Open Access Highly Accessed Open Badges Research

Human genomic regions with exceptionally high levels of population differentiation identified from 911 whole-genome sequences

Vincenza Colonna12*, Qasim Ayub1, Yuan Chen1, Luca Pagani1, Pierre Luisi3, Marc Pybus3, Erik Garrison4, Yali Xue1, Chris Tyler-Smith1 and The 1000 Genomes Project Consortium

Author Affiliations

1 The Wellcome Trust Sanger Institute, Wellcome Trust Genome Campus, Hinxton, Cambs CB10 1SA, UK

2 Institute of Genetics and Biophysics ‘A. Buzzati-Traverso’, National Research Council (CNR), Naples 80131, Italy

3 Institute of Evolutionary Biology (Universitat Pompeu Fabra-CSIC), CEXS-UPF-PRBB, Barcelona, Catalonia 08003, Spain

4 Department of Biology, Boston College, Chestnut Hill, MA 02467, USA

For all author emails, please log on.

Genome Biology 2014, 15:R88  doi:10.1186/gb-2014-15-6-r88

Published: 30 June 2014



Population differentiation has proved to be effective for identifying loci under geographically localized positive selection, and has the potential to identify loci subject to balancing selection. We have previously investigated the pattern of genetic differentiation among human populations at 36.8 million genomic variants to identify sites in the genome showing high frequency differences. Here, we extend this dataset to include additional variants, survey sites with low levels of differentiation, and evaluate the extent to which highly differentiated sites are likely to result from selective or other processes.

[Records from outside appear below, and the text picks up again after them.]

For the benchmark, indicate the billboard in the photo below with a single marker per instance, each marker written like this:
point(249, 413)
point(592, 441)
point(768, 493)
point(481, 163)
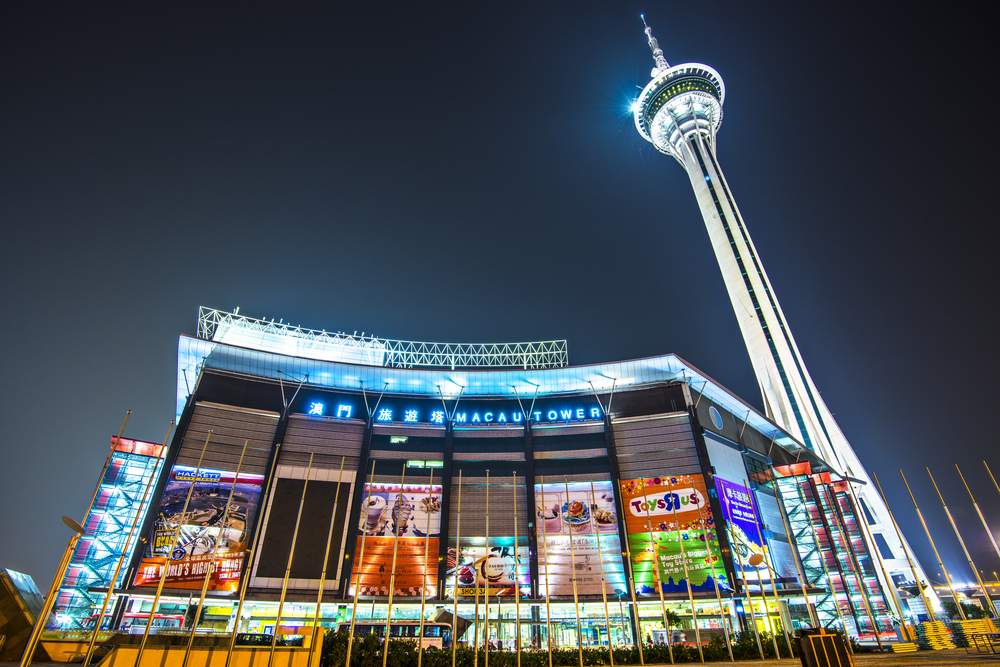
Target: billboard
point(494, 569)
point(576, 528)
point(660, 513)
point(746, 536)
point(406, 519)
point(206, 533)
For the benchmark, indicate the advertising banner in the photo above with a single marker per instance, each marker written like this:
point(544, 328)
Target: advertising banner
point(660, 512)
point(570, 521)
point(495, 569)
point(413, 513)
point(203, 537)
point(749, 545)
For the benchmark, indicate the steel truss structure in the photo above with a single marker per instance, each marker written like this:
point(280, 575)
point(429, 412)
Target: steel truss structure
point(217, 325)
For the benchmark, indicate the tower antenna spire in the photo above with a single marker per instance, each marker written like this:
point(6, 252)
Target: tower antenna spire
point(661, 62)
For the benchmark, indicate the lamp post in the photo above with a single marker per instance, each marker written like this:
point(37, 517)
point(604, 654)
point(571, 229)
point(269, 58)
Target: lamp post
point(50, 599)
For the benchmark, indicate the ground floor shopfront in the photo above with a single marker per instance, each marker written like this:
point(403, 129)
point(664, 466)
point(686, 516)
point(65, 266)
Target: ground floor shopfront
point(590, 622)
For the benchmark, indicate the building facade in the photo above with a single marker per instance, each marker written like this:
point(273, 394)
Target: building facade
point(577, 503)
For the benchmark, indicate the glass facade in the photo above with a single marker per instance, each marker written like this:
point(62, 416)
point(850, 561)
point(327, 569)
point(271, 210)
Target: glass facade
point(118, 505)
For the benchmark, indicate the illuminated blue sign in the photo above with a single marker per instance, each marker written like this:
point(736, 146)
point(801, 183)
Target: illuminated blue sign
point(476, 414)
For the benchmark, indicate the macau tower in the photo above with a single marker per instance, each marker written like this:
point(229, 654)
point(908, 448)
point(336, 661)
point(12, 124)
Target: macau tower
point(679, 112)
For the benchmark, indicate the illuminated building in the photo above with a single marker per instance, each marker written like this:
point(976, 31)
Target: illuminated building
point(679, 112)
point(598, 460)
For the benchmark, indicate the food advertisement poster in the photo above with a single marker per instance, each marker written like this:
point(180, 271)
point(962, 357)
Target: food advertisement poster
point(576, 527)
point(494, 569)
point(207, 537)
point(411, 515)
point(670, 526)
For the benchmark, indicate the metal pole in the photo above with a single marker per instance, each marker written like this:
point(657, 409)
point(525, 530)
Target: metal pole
point(576, 596)
point(246, 576)
point(874, 547)
point(909, 561)
point(786, 524)
point(326, 558)
point(357, 581)
point(211, 564)
point(687, 576)
point(291, 559)
point(392, 570)
point(423, 585)
point(947, 577)
point(965, 550)
point(517, 580)
point(486, 583)
point(979, 512)
point(734, 548)
point(121, 558)
point(656, 575)
point(173, 545)
point(50, 599)
point(545, 557)
point(604, 591)
point(990, 473)
point(458, 565)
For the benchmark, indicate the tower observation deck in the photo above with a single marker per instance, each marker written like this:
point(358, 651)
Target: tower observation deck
point(679, 112)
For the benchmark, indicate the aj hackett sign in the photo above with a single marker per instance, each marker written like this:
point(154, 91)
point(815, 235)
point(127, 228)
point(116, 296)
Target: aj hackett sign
point(474, 415)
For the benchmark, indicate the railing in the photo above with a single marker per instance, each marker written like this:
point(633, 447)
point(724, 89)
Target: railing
point(217, 325)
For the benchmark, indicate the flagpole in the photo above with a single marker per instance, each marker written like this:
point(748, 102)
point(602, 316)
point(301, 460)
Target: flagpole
point(576, 596)
point(687, 575)
point(392, 570)
point(458, 565)
point(112, 583)
point(357, 579)
point(326, 558)
point(656, 575)
point(965, 550)
point(627, 554)
point(486, 582)
point(423, 585)
point(245, 583)
point(545, 557)
point(291, 559)
point(169, 554)
point(600, 555)
point(990, 473)
point(211, 563)
point(517, 581)
point(947, 577)
point(979, 512)
point(909, 561)
point(747, 595)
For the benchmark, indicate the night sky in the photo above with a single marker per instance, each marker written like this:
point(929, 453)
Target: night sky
point(468, 173)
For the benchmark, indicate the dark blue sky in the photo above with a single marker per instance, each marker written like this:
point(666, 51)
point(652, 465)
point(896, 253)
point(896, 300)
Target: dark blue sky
point(472, 173)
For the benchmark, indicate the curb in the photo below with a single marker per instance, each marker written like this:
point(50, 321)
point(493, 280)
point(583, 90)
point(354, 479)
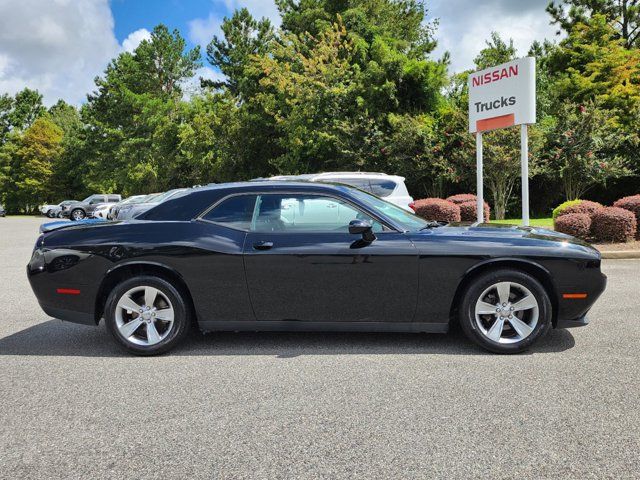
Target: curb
point(619, 254)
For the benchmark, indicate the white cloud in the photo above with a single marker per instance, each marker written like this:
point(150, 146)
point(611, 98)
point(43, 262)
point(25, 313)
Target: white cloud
point(202, 30)
point(55, 46)
point(466, 24)
point(130, 43)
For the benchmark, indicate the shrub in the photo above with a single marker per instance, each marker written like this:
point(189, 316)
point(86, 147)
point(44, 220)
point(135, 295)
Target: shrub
point(632, 204)
point(613, 224)
point(462, 198)
point(585, 206)
point(437, 209)
point(576, 224)
point(468, 211)
point(576, 206)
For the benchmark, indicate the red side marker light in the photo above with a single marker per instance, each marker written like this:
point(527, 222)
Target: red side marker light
point(68, 291)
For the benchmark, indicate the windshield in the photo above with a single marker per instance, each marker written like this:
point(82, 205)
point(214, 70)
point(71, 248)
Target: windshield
point(409, 221)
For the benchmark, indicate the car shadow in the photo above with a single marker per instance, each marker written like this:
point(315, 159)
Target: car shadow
point(57, 338)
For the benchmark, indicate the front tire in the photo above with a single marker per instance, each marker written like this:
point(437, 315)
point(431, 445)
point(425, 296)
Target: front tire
point(147, 315)
point(505, 311)
point(77, 214)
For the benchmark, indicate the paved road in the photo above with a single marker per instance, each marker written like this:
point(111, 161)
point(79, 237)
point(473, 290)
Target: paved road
point(315, 405)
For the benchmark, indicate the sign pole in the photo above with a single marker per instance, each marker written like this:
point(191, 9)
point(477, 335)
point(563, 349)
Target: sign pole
point(479, 187)
point(524, 164)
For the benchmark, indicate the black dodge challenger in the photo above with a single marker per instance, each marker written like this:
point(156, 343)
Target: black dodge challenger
point(310, 256)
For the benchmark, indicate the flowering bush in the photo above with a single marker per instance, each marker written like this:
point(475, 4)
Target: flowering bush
point(437, 209)
point(576, 224)
point(576, 206)
point(613, 224)
point(462, 198)
point(468, 211)
point(632, 204)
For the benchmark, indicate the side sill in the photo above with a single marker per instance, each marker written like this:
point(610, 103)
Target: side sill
point(577, 322)
point(298, 326)
point(70, 315)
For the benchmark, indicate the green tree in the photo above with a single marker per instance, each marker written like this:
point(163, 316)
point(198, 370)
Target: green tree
point(592, 64)
point(31, 156)
point(623, 14)
point(134, 115)
point(582, 148)
point(243, 37)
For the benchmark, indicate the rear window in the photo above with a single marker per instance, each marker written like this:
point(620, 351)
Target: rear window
point(382, 188)
point(235, 212)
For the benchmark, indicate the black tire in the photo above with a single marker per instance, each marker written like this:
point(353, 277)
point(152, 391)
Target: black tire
point(77, 214)
point(181, 320)
point(479, 285)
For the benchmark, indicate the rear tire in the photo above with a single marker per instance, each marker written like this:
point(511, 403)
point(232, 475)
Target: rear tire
point(505, 311)
point(147, 315)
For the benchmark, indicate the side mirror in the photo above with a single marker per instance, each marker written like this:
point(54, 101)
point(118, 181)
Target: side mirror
point(362, 227)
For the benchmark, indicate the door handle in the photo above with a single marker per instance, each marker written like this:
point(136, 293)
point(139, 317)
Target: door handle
point(262, 245)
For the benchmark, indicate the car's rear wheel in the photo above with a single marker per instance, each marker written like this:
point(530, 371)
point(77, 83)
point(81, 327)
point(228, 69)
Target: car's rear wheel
point(147, 315)
point(77, 214)
point(505, 311)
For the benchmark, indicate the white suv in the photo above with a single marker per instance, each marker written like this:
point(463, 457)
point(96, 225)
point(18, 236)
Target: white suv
point(389, 187)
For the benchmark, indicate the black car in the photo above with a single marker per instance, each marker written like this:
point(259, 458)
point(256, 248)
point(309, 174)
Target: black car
point(85, 208)
point(283, 255)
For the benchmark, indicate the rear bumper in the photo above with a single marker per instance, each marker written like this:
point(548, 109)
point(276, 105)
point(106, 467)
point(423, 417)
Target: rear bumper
point(69, 315)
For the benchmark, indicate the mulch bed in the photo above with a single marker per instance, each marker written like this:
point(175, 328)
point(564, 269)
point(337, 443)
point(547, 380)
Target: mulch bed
point(614, 247)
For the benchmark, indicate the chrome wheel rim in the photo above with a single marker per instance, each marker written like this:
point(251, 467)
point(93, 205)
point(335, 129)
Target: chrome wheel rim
point(506, 312)
point(144, 315)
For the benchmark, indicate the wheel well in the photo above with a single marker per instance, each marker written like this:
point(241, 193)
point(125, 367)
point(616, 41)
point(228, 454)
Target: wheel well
point(532, 269)
point(134, 270)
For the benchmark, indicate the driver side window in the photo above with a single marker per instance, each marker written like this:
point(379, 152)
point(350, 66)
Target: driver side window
point(306, 213)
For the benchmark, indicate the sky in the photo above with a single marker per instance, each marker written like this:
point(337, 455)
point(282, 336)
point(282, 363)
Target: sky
point(60, 46)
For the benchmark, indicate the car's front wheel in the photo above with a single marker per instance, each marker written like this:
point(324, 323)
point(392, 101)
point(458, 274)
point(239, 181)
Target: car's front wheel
point(77, 214)
point(505, 311)
point(147, 315)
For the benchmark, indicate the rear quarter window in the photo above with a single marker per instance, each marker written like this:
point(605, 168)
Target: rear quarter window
point(234, 212)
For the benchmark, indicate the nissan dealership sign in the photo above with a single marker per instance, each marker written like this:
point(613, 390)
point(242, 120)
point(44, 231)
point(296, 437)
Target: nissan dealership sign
point(500, 97)
point(503, 96)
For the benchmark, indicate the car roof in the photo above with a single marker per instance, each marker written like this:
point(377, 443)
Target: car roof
point(196, 200)
point(329, 175)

We demonstrate that while sites with low differentiation represent sampling effects rather than balancing selection, sites showing extremely high population differentiation are enriched for positive selection events and that one half may be the result of classic selective sweeps. Among these, we rediscover known examples, where we actually identify the established functional SNP, and discover novel examples including the genes ABCA12, CALD1 and ZNF804, which we speculate may be linked to adaptations in skin, calcium metabolism and defense, respectively.


We identify known and many novel candidate regions for geographically restricted positive selection, and suggest several directions for further research.